WASHINGTON, George. Letter signed (''G:o Washington'') to Army Clothier General John Moylan, Head-Quarters, Newburgh, 3 August 1782. 3 pages, folio, docketed on page 4, a few spots, mostly marginal, slight tears at fold intersections, otherwise in good condition.
WASHINGTON, George. Letter signed ("G:o Washington") to Army Clothier General John Moylan, Head-Quarters, Newburgh, 3 August 1782. 3 pages, folio, docketed on page 4, a few spots, mostly marginal, slight tears at fold intersections, otherwise in good condition.
"THE EMBARRASSMENTS OF THE PUBLICK FOR WANT OF MONEY": AN ANGRY WASHINGTON WARNS OF "VERY PERNICIOUS EFFECTS" IF NECESSARY SUPPLIES ARE NOT FURNISHED TO HIS ARMY
A letter which vividly illustrates Washington's unremitting efforts on behalf of his men (some of whom had served for as long as seven years), a concern that included even seemingly minor shortages that distressed his troops and undermined their morale. He acknowledges "the embarrassments of the Publick for want of money," but is clearly incensed to learn that most of his men--in camp on the Hudson--still had only a single shirt to wear: "By the last Inspection Returns of the Army, I find, that the Men in general are possessed of but one Shirt each, and that in a short time they will be totally destitute of the necessary Article, unless a Supply is immediately provided. I wish therefore to fix your Attention immovably to this Subject. Let every Exertion be used, and every resource be tried, for procuring such a Supply of Shirts that two may be issued to every Soldier at the next Delivery, which must be as early as possible."
"This is not only essential necessary for the Comfort of the Troops, but will be found eventually the most substantial and best Oeconomy. The Difficulty, of attaining Supplies and the Embarrassments of the Publick for Want of Money are generally known and considered; but should it notwithstanding be discovered by the Army that any of the States had in possession a Quantity of Linen suitable for Shirts, and that no efforts were made to obtain it for the Publick, it will probably excite great uneasiness, and may be attended with very pernicious Effects, especially when the Men find themselves exceedingly distressed for Want of a single Shirt. This you will represent to those who are competent to have the Business put in a Train of Negotiation, if they should judge proper and you will inform me of the Result."
Lastly, he adds: "I must again urge that the Remainder of the Hunting Shirts [buckskins?] should be sent on without Delay...or the Season proper for wearing them, will have elapsed." Published in Fitzpatrick 24:457-458. For Moylan's 7 August response, see Library of Congress, Washington Papers online.

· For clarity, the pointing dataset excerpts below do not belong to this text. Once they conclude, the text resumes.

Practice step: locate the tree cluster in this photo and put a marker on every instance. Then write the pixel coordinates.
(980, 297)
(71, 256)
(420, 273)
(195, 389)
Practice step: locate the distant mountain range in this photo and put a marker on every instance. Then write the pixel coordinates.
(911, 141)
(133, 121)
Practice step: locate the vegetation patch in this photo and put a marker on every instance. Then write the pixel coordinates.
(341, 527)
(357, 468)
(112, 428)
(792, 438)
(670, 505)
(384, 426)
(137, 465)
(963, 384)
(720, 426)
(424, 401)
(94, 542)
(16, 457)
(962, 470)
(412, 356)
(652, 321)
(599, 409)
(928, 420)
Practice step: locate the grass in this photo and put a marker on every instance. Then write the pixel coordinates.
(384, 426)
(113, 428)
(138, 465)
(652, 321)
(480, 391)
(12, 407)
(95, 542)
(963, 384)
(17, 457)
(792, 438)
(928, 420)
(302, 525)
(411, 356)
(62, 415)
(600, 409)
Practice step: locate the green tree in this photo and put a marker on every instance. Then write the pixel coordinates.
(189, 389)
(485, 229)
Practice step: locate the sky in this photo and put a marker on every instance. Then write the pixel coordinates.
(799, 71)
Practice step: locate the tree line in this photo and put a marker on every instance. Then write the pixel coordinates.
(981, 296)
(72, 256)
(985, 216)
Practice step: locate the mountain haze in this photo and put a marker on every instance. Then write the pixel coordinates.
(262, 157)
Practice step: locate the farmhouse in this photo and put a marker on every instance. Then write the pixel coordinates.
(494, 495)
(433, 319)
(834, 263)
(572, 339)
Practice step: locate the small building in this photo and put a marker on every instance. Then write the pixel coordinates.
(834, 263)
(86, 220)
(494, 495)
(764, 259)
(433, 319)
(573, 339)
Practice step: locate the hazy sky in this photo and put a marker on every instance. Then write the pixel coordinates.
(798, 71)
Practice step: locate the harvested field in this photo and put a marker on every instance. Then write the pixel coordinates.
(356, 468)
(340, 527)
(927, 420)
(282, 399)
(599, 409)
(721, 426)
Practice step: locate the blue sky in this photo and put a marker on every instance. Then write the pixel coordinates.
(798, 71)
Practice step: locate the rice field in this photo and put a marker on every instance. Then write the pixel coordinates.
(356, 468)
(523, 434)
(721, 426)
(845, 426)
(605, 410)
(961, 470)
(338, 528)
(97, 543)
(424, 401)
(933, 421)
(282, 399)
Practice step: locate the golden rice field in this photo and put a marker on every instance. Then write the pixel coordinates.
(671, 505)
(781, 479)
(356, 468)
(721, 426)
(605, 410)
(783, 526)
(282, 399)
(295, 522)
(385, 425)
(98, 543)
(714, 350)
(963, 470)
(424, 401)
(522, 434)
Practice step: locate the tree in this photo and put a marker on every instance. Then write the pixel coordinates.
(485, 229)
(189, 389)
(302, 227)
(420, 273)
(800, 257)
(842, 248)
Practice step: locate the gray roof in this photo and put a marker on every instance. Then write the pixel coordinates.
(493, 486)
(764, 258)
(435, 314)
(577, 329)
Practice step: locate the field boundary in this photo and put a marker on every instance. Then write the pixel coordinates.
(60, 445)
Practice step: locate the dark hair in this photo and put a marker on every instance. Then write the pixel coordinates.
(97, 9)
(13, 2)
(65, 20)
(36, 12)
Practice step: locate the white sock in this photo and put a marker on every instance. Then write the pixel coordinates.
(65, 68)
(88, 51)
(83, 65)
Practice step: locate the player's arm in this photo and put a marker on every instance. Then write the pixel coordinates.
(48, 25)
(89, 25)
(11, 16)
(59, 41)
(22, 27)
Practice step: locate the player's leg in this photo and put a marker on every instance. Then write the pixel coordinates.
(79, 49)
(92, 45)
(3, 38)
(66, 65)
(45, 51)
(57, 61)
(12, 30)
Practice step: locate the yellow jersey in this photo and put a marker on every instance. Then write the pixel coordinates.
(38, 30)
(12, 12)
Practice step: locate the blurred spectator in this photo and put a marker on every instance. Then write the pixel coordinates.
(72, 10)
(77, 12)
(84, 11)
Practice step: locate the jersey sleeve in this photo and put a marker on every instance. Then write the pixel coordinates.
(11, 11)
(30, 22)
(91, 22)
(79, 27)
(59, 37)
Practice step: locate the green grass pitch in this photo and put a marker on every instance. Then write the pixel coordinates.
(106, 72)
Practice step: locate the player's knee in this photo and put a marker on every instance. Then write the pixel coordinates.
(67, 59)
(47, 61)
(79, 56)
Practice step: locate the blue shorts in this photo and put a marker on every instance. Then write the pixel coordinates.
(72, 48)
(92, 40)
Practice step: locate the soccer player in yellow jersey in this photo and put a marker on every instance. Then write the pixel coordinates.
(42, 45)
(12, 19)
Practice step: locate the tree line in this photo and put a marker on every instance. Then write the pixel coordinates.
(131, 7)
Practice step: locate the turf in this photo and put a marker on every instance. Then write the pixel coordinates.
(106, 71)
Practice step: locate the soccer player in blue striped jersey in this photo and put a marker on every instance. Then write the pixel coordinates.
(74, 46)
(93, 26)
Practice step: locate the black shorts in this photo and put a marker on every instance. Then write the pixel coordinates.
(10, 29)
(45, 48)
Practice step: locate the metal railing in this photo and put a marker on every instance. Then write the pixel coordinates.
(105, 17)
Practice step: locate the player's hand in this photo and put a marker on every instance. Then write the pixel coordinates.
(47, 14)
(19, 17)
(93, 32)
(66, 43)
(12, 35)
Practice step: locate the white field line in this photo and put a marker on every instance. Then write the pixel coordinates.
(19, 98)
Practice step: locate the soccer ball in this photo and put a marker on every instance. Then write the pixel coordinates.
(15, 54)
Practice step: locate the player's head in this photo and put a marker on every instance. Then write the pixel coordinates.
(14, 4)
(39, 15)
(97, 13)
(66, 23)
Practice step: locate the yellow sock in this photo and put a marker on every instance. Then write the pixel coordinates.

Washington's pointed comments here on the "pernicious effects" of the neglect of his Army was brought home the following spring. In March 1783, a sizeable number of army officers, aggrieved at continuing shortages and unpaid salaries, circulated the infamous Newburgh Addresses. Only Washington's personal intervention at the last minute was able to avert outright mutiny.